Crônicas,  Cultura

Meu companheiro, O Pintassilgo

Dia desses vi num teste do Buzzfeed o nome de um livro que meu marido tinha na estante, e prontamente peguei para ler sem saber do que se tratava, O Pintassilgo. Como estou de férias all by myself, o livro virou minha companhia inseparável durante uma semana, ocupando o lugar do trabalho, um respiro em meio ao monte de nadas para fazer. Com ele vivi momentos angustiantes e muito felizes, fiquei melhor amiga-platônica de Theo, sofri pelas situações difíceis que a vida o colocava, torci para que conseguisse encontrar um lar ou alguém que lhe trouxesse apoio e condições de levar a vida de forma limpa.

Mas também o livro foi, para mim, meio que um exercício masoquista. Diferente do que foi para o personagem, eu sempre achei importante se manter nos trilhos mesmo que isso signifique a chatice, o tédio, a depressão. Eu sabia disso desde os treze anos, na mesma idade em que os eventos começam a acontecer com o garoto. E ele também parecia saber ou ter alguma noção do certo/errado, bom/ruim, saudável/morte, mas de alguma forma não buscava o equilíbrio – eu já o buscava desde nova.

Acho que, de alguma forma, era isso o que Donna Tartt, a autora, estava buscando: escrever uma história para mostrar como as experiências que vivemos nos ajudam a formar um caráter e entender como levar a nossa vida.

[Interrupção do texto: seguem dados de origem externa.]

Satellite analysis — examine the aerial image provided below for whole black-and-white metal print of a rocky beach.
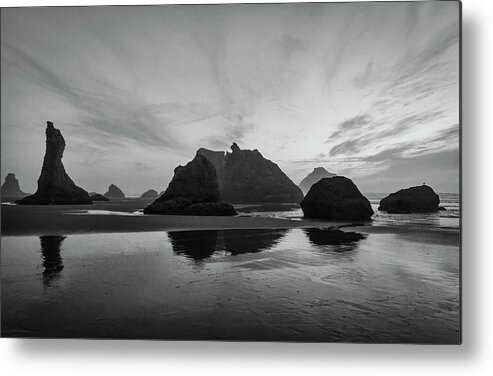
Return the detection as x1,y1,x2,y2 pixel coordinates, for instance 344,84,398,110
1,1,461,344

Olhando por outro ângulo, a história me deu a oportunidade de “presenciar” situações que eu jamais vivenciaria, mesmo porque nunca sofri com os traumas de uma violência que me tirasse a minha sustentação familiar. Pensando assim, me sinto afortunada.

Mal posso esperar para ver a versão cinematográfica do livro, O Pintassilgo deve estrear em 10 de Outubro aqui no Brasil, com Ansel Elgort (Theo), Jeffrey Wright (Hobie), Nicole Kidman (Mrs Barbour) e Sarah Paulson (Xandra). Enquanto tirava uma folga das 722 páginas (o livro pode ser cansativo quando os períodos de angústia de Theo se tornam páginas de blocos de caracteres) e buscava spoilers para conter a minha ansiedade, fiquei buscando imagens das filmagens e outras informações na internet. Fiquei curiosa para saber quanto do livro vai estar na tela e como eles vão fazer para “terminar” a história. Fora que ver o filme vai ser uma nova chance de eu encontrar meu amigo novamente.